Kiedy byłam już blisko wejścia do sali wszystkie rozmowy ucichły, a twarze zgromadzonych odwróciły się automatycznie w moją stronę. Nie zdążyłam jednak jakkolwiek zareagować, bo od razu podeszła do mnie jedna z kobiet, a dokładniej ta, która jak mniemam jest kimś bliskim dla wielkoluda. 

- Mam na imię Lily, jestem kobietą Alberto. Miło mi cię poznać. Nie wiem jak to się stało, że tu jesteś, ale nie ma to dla mnie znaczenia. Jestem ci wdzięczna za to co dla niego zrobiłaś - powiedziała cicho zerkając w stronę drzwi do sali szpitalnej. W jej oczach pojawiły się łzy oraz ból, który wywołał we mnie ogromny smutek. Na szczęście moja natura natychmiast dała o sobie znać szukając sposobu na poprawienie tej ciężkiej dla nich wszystkich sytuacji. 

- Miło mi cię poznać, Nie masz za co być mi wdzięczna, wykonałam tylko to co było konieczne. Poza tym gwarantuje ci, że ten wielkolud ma w sobie tyle siły, że za tydzień góra dwa będzie zdrów jak ryba - stwierdziłam z uśmiechem na twarzy. Próbowałam tymi słowami oraz pokrzepiającym uśmiechem podnieść ją nieco na duchu. Czułam bowiem, że jest jej to teraz potrzebne.

Na moje słowa jeden z obecnych mężczyzn prychnął pod nosem, po czym zerknął na mnie z zaciekawieniem w oczach. Jeśli miałabym wybrać spośród tych wszystkich bandziorów tego, który wydaje się być najłagodniejszy z pewnością wybrałabym właśnie jego. 

- Masz rację, Alberto to wielki chłop, któremu nie jest straszna jakaś tam rana postrzałowa - po chwili odezwała się druga kobieta masując swój brzuch. Ten cały stres na pewno odbił się na jej stanie, nie mówiąc o zmęczeniu, które było bardzo widoczne na jej pięknej twarzy. - Mam na imię Olivia i jestem żoną Lucasa. Witaj w naszej małej, wielkiej rodzinie.  
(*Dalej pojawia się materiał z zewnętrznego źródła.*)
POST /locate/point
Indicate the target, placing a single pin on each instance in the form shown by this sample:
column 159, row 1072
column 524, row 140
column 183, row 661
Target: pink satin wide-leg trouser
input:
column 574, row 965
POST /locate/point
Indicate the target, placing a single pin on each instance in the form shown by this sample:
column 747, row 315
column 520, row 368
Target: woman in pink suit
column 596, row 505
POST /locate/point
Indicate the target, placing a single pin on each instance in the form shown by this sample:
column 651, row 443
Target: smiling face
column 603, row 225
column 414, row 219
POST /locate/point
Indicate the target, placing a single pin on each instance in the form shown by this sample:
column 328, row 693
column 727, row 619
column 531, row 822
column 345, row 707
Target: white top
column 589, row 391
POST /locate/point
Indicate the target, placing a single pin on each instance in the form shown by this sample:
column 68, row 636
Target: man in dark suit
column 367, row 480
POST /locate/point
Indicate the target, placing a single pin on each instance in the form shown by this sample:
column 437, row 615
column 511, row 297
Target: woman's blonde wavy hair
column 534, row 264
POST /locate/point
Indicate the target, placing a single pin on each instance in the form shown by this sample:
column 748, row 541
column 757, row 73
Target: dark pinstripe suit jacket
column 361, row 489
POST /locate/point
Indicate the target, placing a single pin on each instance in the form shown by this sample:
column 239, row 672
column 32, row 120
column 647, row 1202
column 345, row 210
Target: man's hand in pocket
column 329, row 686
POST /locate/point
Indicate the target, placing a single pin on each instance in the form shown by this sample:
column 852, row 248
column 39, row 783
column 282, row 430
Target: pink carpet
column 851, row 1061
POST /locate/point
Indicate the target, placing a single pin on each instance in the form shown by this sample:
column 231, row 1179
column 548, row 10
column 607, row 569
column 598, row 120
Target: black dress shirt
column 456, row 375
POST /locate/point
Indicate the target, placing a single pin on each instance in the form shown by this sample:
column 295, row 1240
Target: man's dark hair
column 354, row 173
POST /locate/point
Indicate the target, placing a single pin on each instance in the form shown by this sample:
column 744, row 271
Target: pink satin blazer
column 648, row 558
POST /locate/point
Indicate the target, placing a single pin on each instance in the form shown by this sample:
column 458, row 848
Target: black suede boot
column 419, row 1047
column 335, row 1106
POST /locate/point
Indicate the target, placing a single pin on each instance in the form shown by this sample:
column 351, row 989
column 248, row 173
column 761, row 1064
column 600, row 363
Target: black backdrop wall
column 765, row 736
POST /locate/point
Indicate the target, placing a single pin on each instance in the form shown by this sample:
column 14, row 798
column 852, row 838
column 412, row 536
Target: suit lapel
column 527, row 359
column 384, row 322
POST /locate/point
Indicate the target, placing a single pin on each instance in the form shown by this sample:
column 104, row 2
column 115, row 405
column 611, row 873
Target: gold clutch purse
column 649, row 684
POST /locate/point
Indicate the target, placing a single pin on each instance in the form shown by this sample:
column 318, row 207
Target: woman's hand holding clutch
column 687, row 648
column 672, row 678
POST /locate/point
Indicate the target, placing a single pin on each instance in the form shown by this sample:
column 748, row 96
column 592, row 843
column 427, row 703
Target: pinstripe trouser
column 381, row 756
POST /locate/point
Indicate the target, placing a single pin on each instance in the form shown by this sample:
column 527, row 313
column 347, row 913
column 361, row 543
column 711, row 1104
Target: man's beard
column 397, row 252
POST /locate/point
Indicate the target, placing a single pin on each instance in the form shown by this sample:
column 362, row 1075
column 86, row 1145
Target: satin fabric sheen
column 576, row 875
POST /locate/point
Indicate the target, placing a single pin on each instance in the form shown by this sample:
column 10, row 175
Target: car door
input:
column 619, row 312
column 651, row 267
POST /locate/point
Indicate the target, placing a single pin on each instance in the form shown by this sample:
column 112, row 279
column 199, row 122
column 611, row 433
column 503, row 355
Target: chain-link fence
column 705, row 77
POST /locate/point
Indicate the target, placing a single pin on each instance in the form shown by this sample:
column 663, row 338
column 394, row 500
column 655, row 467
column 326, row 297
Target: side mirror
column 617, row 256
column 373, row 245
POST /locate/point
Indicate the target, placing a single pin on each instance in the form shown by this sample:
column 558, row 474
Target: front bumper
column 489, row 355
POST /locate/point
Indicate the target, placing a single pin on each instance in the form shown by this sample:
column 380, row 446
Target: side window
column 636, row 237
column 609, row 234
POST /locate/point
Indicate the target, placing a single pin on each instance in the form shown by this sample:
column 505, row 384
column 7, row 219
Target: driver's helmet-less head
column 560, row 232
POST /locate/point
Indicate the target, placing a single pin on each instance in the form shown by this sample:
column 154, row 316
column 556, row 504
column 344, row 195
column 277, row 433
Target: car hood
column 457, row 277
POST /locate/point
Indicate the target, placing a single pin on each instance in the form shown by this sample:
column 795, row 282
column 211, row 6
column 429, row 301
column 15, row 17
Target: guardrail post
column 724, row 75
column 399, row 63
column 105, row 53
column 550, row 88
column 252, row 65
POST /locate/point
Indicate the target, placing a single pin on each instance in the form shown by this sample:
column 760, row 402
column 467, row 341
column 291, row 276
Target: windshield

Zdziwiły mnie jej słowa, bo dosłownie kilkanaście minut wcześniej Lucas oznajmił mi, że mogę się tutaj schronić. Skąd więc jego żona wiedziała, że zostanę obok nich na dłużej? Starałam się jednak ukryć reakcję na jej ciepłe przywitanie siadając pomiędzy obiema kobietami. Widocznie zna na tyle swojego męża, że potrafi przewidzieć jego zachowanie.

Nigdy nie zwracałam szczególnej uwagi na swój wygląd choć wiem, że mój specyficzny styl ubierania się zwraca uwagę wśród tłumu. Podczas gdy moi rówieśnicy segregowali ciuchy w odcieniach neutralnych by uporządkować popularną w tych czasach szafę kapsułową, w mojej garderobie wisiały na wieszakach ciuchy we wszystkich możliwych kolorach. Moje ukochane ogrodniczki nie za bardzo dodawały mi uroku osobistego, dlatego też kiedy tak zerknęłam na swoje towarzyszki w mig pojęłam jak bardzo się od nich różnie.